Samkadya
The following is a question and answer format for the natural cure for colds, coughs and sore throat. Home treatments that can be administered quickly and effectively. This is taken from an 1890s health magazine, a time when conventional medicine was just developing and some harmful chemicals that are now forbidden were being used to treat various ailments. Having said that the natural treatments mentioned in this article are still very effective. I have used these natural treatments and have found them more effective than conventional medicine. I too had misgivings about treatments such as hot foot bath and warm and cold showers until I used them and found them very effective.
" What can I do for my children when they take cold and begin to cough or have sore throat, especially in the night? I have always kept patent medicine in the house and given it to the children quite freely, but I find those that take the most medicine have the weakest stomachs, and I am afraid the patent medicine is doing harm to their stomachs. I see you advise simple home treatment for many diseases, without the use of medicine, and it strikes me very favorably. Now please tell me what simple home treatment I can use for my children when they take cold, as I do not wish to use any more patent medicine."

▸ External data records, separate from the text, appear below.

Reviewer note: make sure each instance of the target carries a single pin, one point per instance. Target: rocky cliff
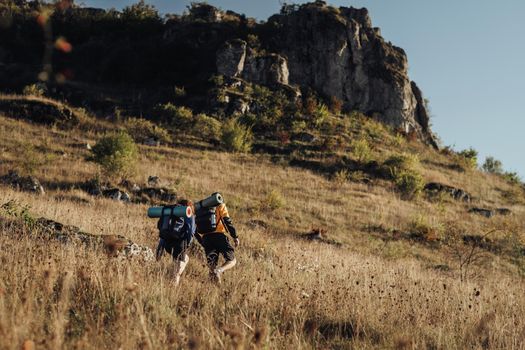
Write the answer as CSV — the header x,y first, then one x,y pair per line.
x,y
337,52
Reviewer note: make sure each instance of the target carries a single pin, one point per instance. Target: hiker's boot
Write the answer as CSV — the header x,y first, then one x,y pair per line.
x,y
216,275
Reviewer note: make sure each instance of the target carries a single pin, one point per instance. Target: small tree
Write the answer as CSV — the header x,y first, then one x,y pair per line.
x,y
236,137
141,11
492,166
116,154
469,158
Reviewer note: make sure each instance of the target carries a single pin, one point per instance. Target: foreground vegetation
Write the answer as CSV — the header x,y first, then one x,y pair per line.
x,y
392,259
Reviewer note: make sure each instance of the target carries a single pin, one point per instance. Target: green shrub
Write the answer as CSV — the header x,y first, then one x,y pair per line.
x,y
180,92
468,159
341,176
207,127
177,116
421,228
141,11
396,164
142,130
409,183
236,137
116,154
273,201
492,166
34,90
320,115
361,150
336,105
512,177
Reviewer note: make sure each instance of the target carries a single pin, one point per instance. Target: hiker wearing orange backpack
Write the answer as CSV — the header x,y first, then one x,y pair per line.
x,y
212,225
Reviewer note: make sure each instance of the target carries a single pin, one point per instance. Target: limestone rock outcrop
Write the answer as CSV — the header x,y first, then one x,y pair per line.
x,y
235,59
338,53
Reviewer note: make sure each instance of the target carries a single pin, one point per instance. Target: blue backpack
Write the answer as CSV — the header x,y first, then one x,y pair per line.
x,y
175,227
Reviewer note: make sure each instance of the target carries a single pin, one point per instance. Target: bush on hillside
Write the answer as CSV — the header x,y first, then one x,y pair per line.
x,y
177,116
116,154
396,164
236,137
143,130
409,183
403,169
274,201
468,159
492,166
207,127
34,90
361,150
512,177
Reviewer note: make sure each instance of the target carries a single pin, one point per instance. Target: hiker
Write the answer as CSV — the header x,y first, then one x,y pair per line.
x,y
212,225
176,235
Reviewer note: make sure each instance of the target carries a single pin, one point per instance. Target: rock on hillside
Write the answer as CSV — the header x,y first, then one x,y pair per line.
x,y
337,52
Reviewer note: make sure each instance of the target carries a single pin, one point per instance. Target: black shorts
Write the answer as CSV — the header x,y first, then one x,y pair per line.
x,y
215,244
177,248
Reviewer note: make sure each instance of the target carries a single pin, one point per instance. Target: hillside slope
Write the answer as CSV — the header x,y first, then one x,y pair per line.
x,y
386,265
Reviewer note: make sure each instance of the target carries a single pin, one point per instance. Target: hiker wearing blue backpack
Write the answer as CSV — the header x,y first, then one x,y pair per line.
x,y
176,234
212,225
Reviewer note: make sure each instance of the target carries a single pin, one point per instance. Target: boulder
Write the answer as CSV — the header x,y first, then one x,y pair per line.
x,y
155,195
303,137
488,213
269,69
116,194
27,183
153,181
235,60
230,58
115,245
456,193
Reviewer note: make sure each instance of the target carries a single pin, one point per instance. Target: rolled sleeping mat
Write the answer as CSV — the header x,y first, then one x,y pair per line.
x,y
212,201
180,211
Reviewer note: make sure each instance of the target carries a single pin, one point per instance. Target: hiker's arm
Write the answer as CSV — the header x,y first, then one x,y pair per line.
x,y
198,237
227,221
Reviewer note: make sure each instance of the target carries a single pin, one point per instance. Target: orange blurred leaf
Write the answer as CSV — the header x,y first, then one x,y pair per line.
x,y
63,45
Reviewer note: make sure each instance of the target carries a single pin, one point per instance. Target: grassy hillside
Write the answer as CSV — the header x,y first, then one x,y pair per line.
x,y
391,272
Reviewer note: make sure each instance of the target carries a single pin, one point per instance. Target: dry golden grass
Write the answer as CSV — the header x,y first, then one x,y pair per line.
x,y
376,290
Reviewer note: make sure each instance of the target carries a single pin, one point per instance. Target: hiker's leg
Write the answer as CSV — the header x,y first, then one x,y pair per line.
x,y
180,265
228,264
180,257
229,255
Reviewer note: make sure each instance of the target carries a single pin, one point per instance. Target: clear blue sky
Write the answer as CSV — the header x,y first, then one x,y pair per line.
x,y
467,56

Ans.— We are glad to note that the public mind is being stirred up on the side effects of the patent medicine business. American children are born with poor stomachs at best, and this weakened vitality is still further reduced by the vicious practise of dosing with patent medicines for a score of ills which could all be quickly relieved and wholly cured by the use of simple home treatment which any intelligent mother may use without either expense to herself or harm to the child. In treating a beginning cold, you should give the child a hot foot-bath or a warm full bath. Just before removing the child from the bath, the temperature of the water should be cooled several degrees. Dry the body by means of a towel; rub sufficiently to give a good reaction. Finish with an oil rub, using olive oil, cocoanut oil, or even a little vaseline. Put the child to bed, and keep him warm. Should there be any cough or sore throat, a moist compress should be placed on the chest or throat. This is done by wringing out of tepid water a cloth about the size of a small table napkin. Fold it so it will cover the upper portion of the chest. Place over this a layer of oiled paper to prevent evaporation. A piece of writing paper on which a little oil is rubbed, will answer. Cover all with several thicknesses of dry flannel, and bind snugly to the chest so as to exclude the free access of air. This may be repeated on several successive nights if necessary
If applied for sore throat, the moist compress should be folded narrow, about two and one-half
inches wide, and placed on the throat, and covered with the oil paper and flannel the same as for the chest. This very simple method of home treatment, which any one can use and which can be used almost anywhere, will cure the average cold more quickly than any patent medicine, and has the great advantage of not disturbing the stomach, and of being free from the bad after effects of drugs.